Link: Technology Favours Tyrrany – Yuval Noah Harari
Summary:
- Economic incentives favour making powerful AI.
- Making powerful AI is easier where you don’t respect liberty / privacy.
- We’re developing a new useless class. People that can’t do anything better than technology. And we don’t know what to do with them.
Raw Notes:
- Democracy has been the exception, not the norm throughout history.
- The author thinks that there are certain technological conditions that promote democracy. And that we're growing further away from those conditions with the technology we're developing.
- I'm not entirely sure what he means. But he gives the example of the "ordinary man" being praised in the 1940s. Everyday steel, coal, farm, military workers would be on propaganda posters in the US, USSR, and Europe. But today, "ordinary workers" are no longer celebrated. They no longer have a future.

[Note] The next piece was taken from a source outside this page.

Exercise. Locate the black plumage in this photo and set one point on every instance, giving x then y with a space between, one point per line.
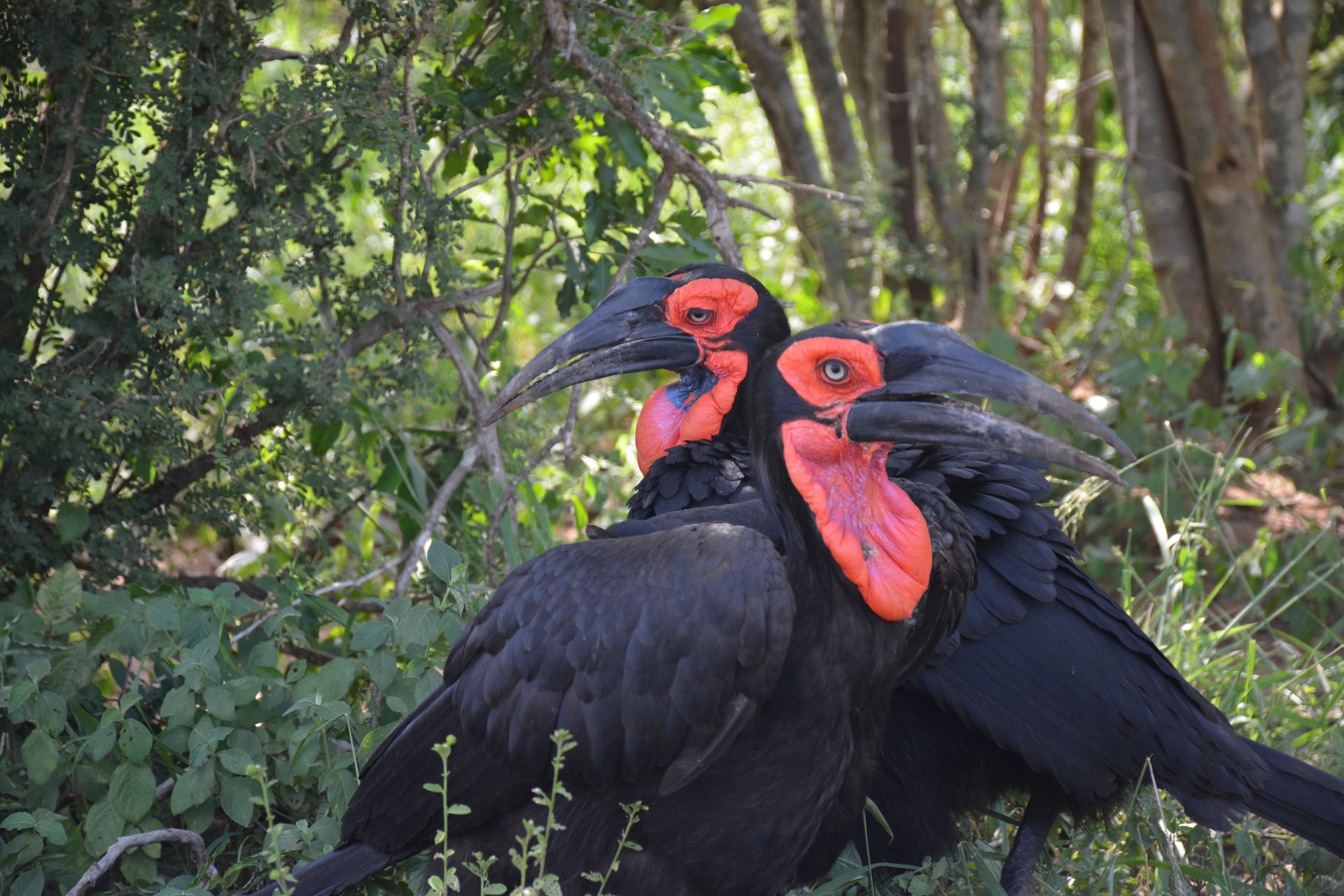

- He says ordinary people have political power (in democracies) but are less and less relevant economically. "Perhaps in the 21st century, populist revolts will be staged not against an economic elite that exploits people but against an economic elite that does not need them anymore."
- We can't keep people happy by just getting more and more economic growth. Not if this growth is based on inventing more and more disruptive technologies.
- As technology continues to develop, we'll have new jobs emerge quickly. But the new jobs will also disappear quickly. Ex: Human annotators for AI models. People will need to retrain many many times.
- How will this affect people's stress given how many people are already stressed?
- He thinks that we'll have technology that can tell what people are thinking (roughly). Ex: He says if you look at a picture and get higher blood pressure and activity in your amygdala, then you're getting angry from the contents of that picture. And he says this type of technology could be used in autocratic states to suppress dissent.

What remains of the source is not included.